Issue Plaintiff's Argument Defendant's Argument Held
Whether the FTCA discretionary function exception bars this suit The NPS failed to warn of a specific, known, latent hazard it created; such a failure is not protected by the exception. The decision not to post warnings is discretionary and grounded in NPS policy balancing safety, access, and preservation, so it is protected. The Court held the exception does not apply because the alleged failure was to warn of a specific hazard the NPS knew of and created, not a policy-driven park-management judgment.
Proper characterization of the alleged wrongdoing for the Berkovitz test Focus on NPS’s failure to warn of a known, agency-created hazard (narrow, specific act). Characterize broadly as garden-variety NPS hazard-identification/maintenance decisions (policy-laden). The Court adopted Plaintiffs’ narrower characterization—specific failure to warn of a known, created hazard—which controls the discretionary-function analysis.
Whether the decision was grounded in social, economic, or political policy (Berkovitz step two) The decision to leave an obvious, agency-created hazard unmarked is not susceptible to higher-order policy analysis. NPS points to Organic Act, Management Policies, and Director’s Order to show warning decisions implicate policy tradeoffs. The Court found the cited policies do not reasonably cover a decision not to warn of a buried transformer next to the main visitor center; the decision was "totally divorced" from the asserted policy concerns.

Key Cases Cited

  • Berkovitz v. United States, 486 U.S. 531 (defines the two-step discretionary-function test)

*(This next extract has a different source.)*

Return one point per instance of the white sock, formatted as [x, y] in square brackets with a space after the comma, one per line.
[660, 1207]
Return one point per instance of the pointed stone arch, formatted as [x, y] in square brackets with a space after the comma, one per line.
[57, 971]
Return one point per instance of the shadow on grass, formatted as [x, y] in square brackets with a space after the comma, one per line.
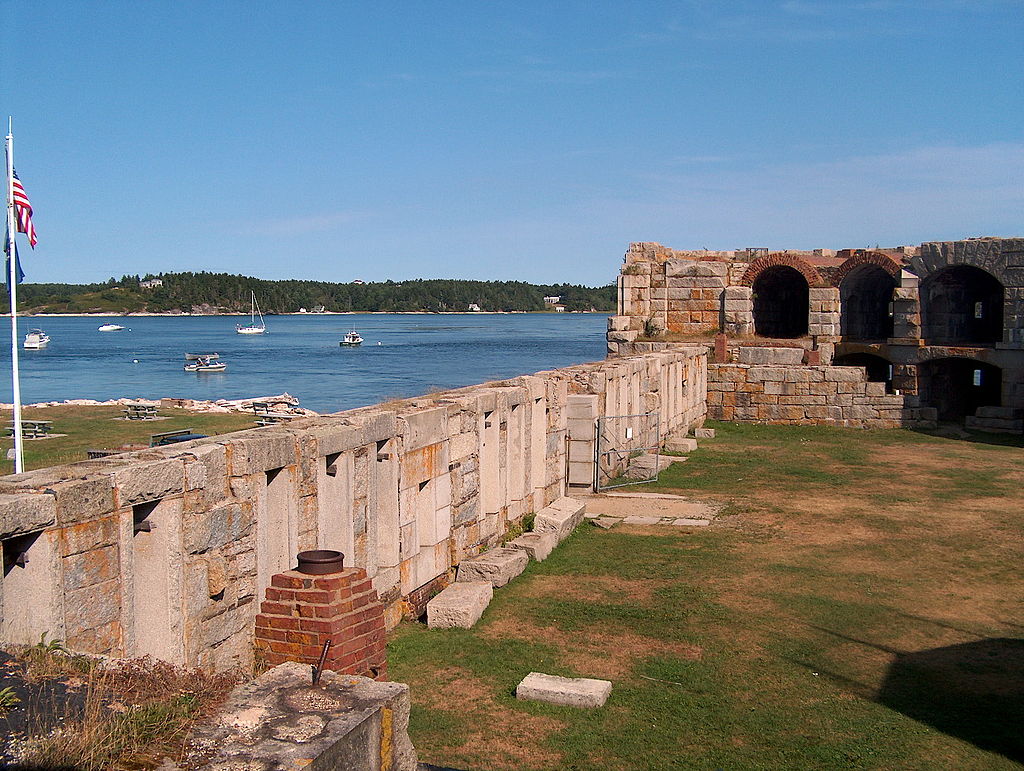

  • Gaubert v. United States, 499 U.S. 315 (FTCA discretionary-function principles and deference)
  • Terbush v. United States, 516 F.3d 1125 (Ninth Circuit discussion of NPS balancing of access and preservation)
  • Whisnant v. United States, 400 F.3d 1177 (importance of particularizing alleged agency wrongdoing)
  • Summers v. United States, 905 F.2d 1212 (failure to post warning not protected where no record that nonposting reflected policy)
  • Sutton v. Earles, 26 F.3d 903 (agency failure not to warn of a known, agency-created hazard is not protected)
  • Childers v. United States, 40 F.3d 973 (NPS decisions about trail warnings implicate policy when linked to access/preservation)
  • Valdez v. United States, 56 F.3d 1177 (no-warning decisions about natural features linked to policy)
  • Blackburn v. United States, 100 F.3d 1426 (warning decisions tied to visitor enjoyment and preservation can be discretionary)
  • Oberson v. U.S. Dep’t of Agric., 514 F.3d 989 (government must show policy basis in record for the discretionary-function shield)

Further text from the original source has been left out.